I think it depends on the difference between the time of the call to refresh() and the last modified time of the file.

--sebastian

On 03/03/2014 04:45 PM, Juan José Ramos wrote:
Thanks for the reply, Sebastian.

I do not have concurrent updates, but they actually may happen very, very
close in time.

Would the fact of adding the new preferences to new files or appending to
the existing one make any difference or does everything depends on the time
elapsed between two calls to recommender.refresh(null)?

Many thanks.


On Mon, Mar 3, 2014 at 1:18 PM, Sebastian Schelter <s...@apache.org> wrote:

Hi Juan,

IIRC then FileDataModel has a parameter that determines how much time must
have been spent since the last modification of the underlying file.
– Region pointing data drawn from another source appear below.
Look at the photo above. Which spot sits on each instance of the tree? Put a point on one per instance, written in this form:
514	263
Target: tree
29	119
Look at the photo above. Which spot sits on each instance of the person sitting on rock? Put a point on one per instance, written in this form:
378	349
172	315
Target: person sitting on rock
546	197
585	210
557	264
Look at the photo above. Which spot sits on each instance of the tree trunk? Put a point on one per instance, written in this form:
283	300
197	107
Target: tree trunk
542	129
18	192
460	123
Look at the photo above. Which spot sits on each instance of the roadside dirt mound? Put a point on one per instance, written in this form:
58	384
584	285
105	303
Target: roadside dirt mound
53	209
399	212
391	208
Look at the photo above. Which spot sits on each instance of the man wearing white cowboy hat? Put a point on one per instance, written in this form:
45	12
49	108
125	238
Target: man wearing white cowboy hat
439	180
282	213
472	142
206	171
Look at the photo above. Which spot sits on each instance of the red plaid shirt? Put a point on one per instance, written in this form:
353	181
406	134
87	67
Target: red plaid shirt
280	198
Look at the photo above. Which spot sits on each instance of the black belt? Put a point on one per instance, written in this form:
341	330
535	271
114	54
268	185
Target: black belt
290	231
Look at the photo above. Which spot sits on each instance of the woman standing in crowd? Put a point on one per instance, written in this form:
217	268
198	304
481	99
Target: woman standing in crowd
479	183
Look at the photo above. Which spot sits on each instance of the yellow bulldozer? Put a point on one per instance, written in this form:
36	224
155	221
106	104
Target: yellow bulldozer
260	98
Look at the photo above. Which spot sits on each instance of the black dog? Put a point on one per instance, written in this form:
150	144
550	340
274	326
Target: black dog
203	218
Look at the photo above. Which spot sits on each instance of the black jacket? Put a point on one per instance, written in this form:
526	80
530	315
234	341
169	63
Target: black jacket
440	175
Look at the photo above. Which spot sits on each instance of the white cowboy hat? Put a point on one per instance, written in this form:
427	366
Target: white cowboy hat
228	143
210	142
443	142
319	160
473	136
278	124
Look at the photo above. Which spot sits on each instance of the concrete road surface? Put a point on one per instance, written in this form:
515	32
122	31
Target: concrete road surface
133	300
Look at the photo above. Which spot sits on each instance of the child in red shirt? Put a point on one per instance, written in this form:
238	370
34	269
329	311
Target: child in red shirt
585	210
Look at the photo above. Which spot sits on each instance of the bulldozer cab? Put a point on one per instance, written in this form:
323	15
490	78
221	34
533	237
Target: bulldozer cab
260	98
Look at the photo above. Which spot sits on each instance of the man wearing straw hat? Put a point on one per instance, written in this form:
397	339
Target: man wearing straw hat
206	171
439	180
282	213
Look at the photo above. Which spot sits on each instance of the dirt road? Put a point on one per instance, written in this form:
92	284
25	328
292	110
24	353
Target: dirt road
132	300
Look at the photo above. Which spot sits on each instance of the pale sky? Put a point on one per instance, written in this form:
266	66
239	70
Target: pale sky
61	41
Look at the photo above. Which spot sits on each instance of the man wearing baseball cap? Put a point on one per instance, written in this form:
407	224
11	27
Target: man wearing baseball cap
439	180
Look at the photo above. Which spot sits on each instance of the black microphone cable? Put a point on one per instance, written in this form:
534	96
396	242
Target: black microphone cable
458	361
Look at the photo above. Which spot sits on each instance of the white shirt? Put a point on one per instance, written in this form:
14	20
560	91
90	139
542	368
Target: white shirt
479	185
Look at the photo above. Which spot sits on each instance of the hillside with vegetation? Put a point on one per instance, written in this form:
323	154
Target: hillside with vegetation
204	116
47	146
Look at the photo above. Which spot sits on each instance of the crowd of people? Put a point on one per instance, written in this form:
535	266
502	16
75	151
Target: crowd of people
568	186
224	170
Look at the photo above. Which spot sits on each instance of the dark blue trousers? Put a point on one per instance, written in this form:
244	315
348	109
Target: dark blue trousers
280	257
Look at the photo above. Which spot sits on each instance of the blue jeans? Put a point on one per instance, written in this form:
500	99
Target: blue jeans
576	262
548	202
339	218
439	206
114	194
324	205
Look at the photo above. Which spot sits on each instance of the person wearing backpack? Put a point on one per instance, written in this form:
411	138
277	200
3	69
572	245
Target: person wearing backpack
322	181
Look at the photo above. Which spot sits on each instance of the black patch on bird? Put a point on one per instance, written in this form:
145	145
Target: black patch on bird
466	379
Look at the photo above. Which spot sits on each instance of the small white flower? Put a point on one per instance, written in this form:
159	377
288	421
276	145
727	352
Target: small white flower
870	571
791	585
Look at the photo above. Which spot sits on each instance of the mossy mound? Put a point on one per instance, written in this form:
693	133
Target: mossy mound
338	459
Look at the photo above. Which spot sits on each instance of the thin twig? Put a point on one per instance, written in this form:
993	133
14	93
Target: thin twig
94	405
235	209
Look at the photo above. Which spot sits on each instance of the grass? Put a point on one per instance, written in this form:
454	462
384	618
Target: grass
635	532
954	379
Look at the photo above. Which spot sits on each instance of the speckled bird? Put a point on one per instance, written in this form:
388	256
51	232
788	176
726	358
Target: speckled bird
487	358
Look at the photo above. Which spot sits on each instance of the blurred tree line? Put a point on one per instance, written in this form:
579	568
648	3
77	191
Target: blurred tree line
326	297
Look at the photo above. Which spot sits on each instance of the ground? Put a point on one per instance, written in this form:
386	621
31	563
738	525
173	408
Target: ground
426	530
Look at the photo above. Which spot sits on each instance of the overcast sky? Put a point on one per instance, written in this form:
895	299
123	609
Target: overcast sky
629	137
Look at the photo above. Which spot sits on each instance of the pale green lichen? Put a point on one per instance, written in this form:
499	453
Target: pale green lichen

You can
also directly append new data to the original file.

If you want a to have a DataModel that can be concurrently updated, I
suggest your data to a database.

--sebastian


On 03/02/2014 11:11 PM, Juan José Ramos wrote:

I am having issues refreshing my recommender, in particular with the
DataModel.

I am using a FileDataModel and a GenericItemBasedRecommender that also has
a CachingItemSimilarity wrapping a FileItemSimilarity. But for the test I
am running I am making things even simpler.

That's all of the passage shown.